Updated

A group of students at a New York City high school tried using art last week to make a social statement about rape, only to stir controversy with school administrators over the images they chose to do it with.

Students at Susan Wagner High School on Staten Island told the Staten Island Advance newspaper the school removed from an art exhibit displayed in the lobby of the building due to its subject matter and its depiction of a bare-backed teen.

Meghan Callahan-Scarcella and Andrea Gonzales told WCBS-TV they created the artwork to draw attention and awareness to sexual assault and consent.

“I was so excited and I wanted people to see this,” Gonzales told WCBS. “I wanted people to be aware of consent and the rape culture that is in our society.”

The teens wrote messages on Gonzales’ bare back, such as, “no means no,” “my body, my rules,” and, “you don’t own me" before taking several pictures to create the piece.

The two teens told WCBS the display was taken down after one day in the school's lobby.

“They said like: ‘We really like your ideas. We think you’re talented. But we just can’t have a minor, because she’s under 18, exposing herself,’” Callahan-Scarcella told WCBS-TV.

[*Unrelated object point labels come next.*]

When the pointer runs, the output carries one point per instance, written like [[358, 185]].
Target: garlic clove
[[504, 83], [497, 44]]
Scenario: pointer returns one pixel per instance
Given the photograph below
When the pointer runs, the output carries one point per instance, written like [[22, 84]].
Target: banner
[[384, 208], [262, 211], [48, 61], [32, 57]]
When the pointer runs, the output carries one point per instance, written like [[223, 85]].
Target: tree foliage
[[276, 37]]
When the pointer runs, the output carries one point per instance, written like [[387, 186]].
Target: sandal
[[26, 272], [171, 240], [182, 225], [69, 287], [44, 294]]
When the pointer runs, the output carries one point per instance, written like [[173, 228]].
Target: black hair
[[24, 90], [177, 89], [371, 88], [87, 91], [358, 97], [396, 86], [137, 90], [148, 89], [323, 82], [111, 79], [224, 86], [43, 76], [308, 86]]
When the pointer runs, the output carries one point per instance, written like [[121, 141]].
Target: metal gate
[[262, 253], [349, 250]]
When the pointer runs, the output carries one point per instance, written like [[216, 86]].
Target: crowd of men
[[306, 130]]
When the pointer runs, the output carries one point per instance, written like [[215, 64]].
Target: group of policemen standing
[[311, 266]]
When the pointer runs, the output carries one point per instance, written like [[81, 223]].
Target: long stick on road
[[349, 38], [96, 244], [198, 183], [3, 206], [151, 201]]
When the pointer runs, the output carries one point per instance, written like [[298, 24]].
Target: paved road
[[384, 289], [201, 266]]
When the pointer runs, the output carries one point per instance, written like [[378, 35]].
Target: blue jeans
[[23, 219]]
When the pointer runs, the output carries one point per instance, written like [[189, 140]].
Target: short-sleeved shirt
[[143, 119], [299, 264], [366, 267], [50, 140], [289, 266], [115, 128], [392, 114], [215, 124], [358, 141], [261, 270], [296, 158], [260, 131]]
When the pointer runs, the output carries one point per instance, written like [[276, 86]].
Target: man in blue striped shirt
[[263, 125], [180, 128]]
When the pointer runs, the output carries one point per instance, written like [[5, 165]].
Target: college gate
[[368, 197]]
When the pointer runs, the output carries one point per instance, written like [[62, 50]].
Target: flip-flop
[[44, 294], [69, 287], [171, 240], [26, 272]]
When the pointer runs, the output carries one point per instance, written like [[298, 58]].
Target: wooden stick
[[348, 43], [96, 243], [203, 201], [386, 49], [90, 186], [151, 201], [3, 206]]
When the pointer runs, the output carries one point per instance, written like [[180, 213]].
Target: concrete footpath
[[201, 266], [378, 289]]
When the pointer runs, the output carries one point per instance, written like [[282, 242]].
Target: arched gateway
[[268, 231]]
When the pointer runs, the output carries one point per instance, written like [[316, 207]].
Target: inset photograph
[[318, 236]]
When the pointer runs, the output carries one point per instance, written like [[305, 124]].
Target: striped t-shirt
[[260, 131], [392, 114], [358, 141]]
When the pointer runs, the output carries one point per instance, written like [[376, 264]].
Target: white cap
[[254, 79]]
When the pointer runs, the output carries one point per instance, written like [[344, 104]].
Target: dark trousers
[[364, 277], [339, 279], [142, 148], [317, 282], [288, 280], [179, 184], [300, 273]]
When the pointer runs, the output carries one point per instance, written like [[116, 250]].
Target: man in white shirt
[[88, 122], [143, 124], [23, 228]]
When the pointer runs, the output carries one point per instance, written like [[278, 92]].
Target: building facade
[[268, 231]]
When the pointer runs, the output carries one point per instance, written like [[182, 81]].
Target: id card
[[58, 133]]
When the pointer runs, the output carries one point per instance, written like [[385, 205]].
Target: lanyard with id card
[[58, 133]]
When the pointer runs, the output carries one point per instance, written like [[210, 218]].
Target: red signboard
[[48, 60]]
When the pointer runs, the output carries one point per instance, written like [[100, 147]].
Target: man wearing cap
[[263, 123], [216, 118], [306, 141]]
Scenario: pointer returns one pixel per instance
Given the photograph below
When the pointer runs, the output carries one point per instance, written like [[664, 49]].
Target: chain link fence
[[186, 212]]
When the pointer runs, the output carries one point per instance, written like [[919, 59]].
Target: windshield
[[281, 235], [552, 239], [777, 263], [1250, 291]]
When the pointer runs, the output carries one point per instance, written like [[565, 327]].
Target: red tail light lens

The school's dress code and conduct policy, posted on its website, prohibits girls from displaying thighs, shoulders and bare backs.

That however did not stop students and some parents from creating an online petition protesting censorship of the banned photo.

The students and the school administration have since come to an agreement to reshoot the project with the same messages, except this time, written on T-shirts, CBS 2 reported.